Ситуация на глазах начала поправляться.

Глупо, конечно, что я соврал про встреченного здесь приятеля, якобы обещавшего меня приютить. Но не идти же мне было ночевать к педикам — потом прилипнет клеймо на всю жизнь, так что не отмоешься: ходи доказывай потом, что один раз — не контрабас!

«В конце концов, какие-никакие деньги у меня появились, — рассудил я, — если что, найду поблизости недорогую гостиницу или сниму комнату».

Для начала я пошёл перекусить — в отельном ресторане готовили вкусно, но и цены кусались: вроде и не взял ничего особого, а полторы тысячи пришлось отдать. Пожалуй, я действительно был здесь едва ли не единственным, кто платил наличными. Остальные вокруг расплачивались исключительно спонсорскими картами.

Ритмы фестиваля

Перекусив, я решил было осмотреться на рабочих мероприятиях фестиваля — ведь о чём-то предстояло «отписываться» в статьях по возвращении домой.

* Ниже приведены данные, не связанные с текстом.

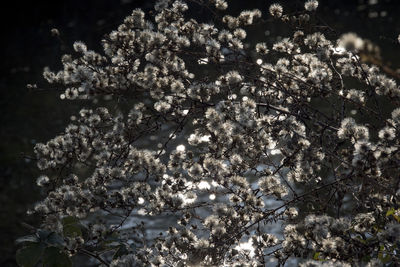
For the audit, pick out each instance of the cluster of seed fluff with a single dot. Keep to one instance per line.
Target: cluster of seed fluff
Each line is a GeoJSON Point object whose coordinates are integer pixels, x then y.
{"type": "Point", "coordinates": [225, 138]}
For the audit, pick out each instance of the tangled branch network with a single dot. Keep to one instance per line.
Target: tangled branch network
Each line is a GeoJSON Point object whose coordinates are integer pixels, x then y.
{"type": "Point", "coordinates": [240, 150]}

Но как только пролистал его программу: пленарное заседание «Формула доверия к власти», панельная дискуссия «Современная российская журналистика», круглый стол «Совершенствование форм взаимодействия власти, общества и СМИ в информационном пространстве» и тому подобное — сразу потерял всякий интерес к происходящему.

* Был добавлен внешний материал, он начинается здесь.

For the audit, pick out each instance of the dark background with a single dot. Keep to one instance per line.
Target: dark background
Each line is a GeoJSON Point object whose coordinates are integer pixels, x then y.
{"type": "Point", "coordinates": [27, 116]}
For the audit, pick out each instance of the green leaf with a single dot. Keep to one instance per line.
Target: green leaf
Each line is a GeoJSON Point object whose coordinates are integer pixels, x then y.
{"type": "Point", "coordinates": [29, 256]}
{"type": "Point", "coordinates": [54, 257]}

Как журналисту мне часто приходилось участвовать в подобных фестивалях и конференциях — в Москве, в Дагомысе и на теплоходах, перевозивших фестивальную журналистскую тусовку из столицы до Нижнего Новгорода. И всякий раз это неизменно выливалось в тягучее пустословие и муторную болтологию, переливание из пустого в порожнее, где конечным смыслом всех этих скучных «панельных дискуссий» и «круглых столов» было примитивное ожидание (под имитацию обсуждения серьёзных тем) вечерних приёмов и банкетов с халявной выпивкой и обильными закусками.

В названиях всех этих мероприятий ежегодно менялись местами одни и те же слова — власть, СМИ, общество, журналистика, пути развития, информационное пространство, формы взаимодействия и так до бесконечности. Но неизменными оставались формализм, лицемерие и фальшь записных чиновников от журналистики и прикормленных пропагандистов, которые даже сами себя в курилках иначе как «пропагандонами» и не называли.

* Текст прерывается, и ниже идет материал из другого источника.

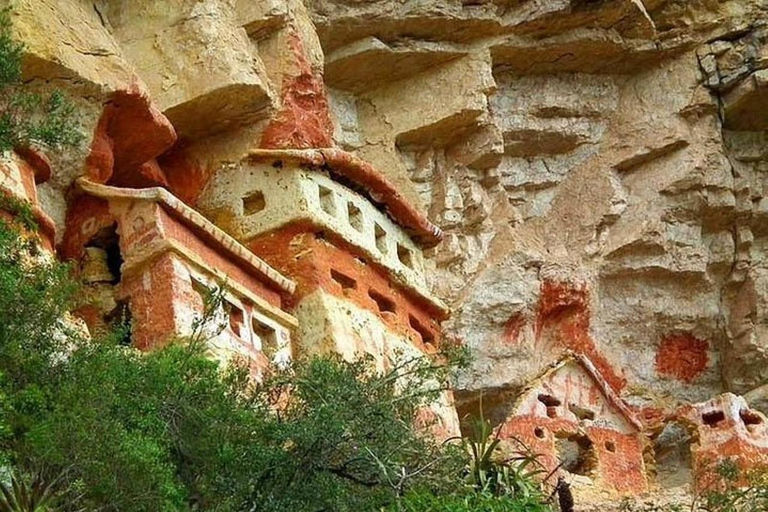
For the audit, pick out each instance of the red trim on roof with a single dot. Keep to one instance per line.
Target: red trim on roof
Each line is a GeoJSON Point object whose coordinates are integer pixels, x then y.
{"type": "Point", "coordinates": [371, 182]}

И ещё неизменным атрибутом всех этих тусовок был извечный мэтр отечественной журналистики Всеволод Поддонов. Этот персонаж являл собой ярко выраженное раздвоение личности. С утра он садился в президиуме за один стол с высокопоставленными чиновниками, как мантру талдычил одни и те же тезисы о необходимости вырабатывать формулу доверия, развивать диалог и укреплять позитивное взаимодействие между прессой и властью (переводя на обычный язык — элементарно клянчил денег на деятельность возглавляемой им журналистской организации), в обед — крепко принимал на грудь, так что его помощницы с криками «Всеволод пьян, у него язык не ворочается!» искали ему замену среди его замов для проведения запланированных с его участием мероприятий. К вечеру же, совсем набравшись и отбросив все условности, Поддонов напрямую называл журналистику второй древнейшей профессией, продажной проституткой, кричал, что журналисты сами «просрали и загубили профессию», поскольку на корню продались власти и бизнесу и довели дело до того, что статус профессии журналиста упал до нуля, потеряв всякое уважение в порядочном обществе.

Как в одном человеке уживались два диаметрально противоположных мнения? Когда он был честным перед собой и окружающими — утром или вечером? Ответ на эти вопросы лежал на поверхности: что у трезвого на уме — то у пьяного на языке. Поначалу эти перевоплощения Поддонова несколько удивляли, затем банально раздражали, а потом все с этим как-то свыклись, воспринимая его метания как неизбежную декорацию подобного рода журналистских тусовок на просторах родной Ойкумены. Но деньги ему исправно выделять продолжали.

Выбрать в первый день фестиваля мероприятие по вкусу мне помогла неожиданная встреча — я даже ощутил себя провидцем. Когда, отклоняя недвусмысленное приглашение геев из информагентств поселиться с ними в номере, я соврал им, что встретил здесь старого приятеля, то и думать не мог, что действительно увижу здесь Влада Покрова.

С Владом мы были знакомы ещё со студенческой скамьи, несколько лет вместе работали на нижегородском телевидении. Потом он недолго был собкором ВГТРК по нашей области, но что-то у него там не срослось. А тут как раз на Чукотке губернатором избрали Романа Абрамовича, и так как в его предвыборной кампании активно участвовали нижегородцы во главе с Сергеем Капковым, то и Влад в составе большого десанта нижегородских журналистов отправился работать туда «за большой деньгой». Там у него вместе с зарплатой и северным стажем дела пошли резко в гору, так что по линии СМИ он даже выбился в большие чукотские начальники, и на всероссийский фестиваль в Ульяновск приехал как представитель журналистов народов Севера.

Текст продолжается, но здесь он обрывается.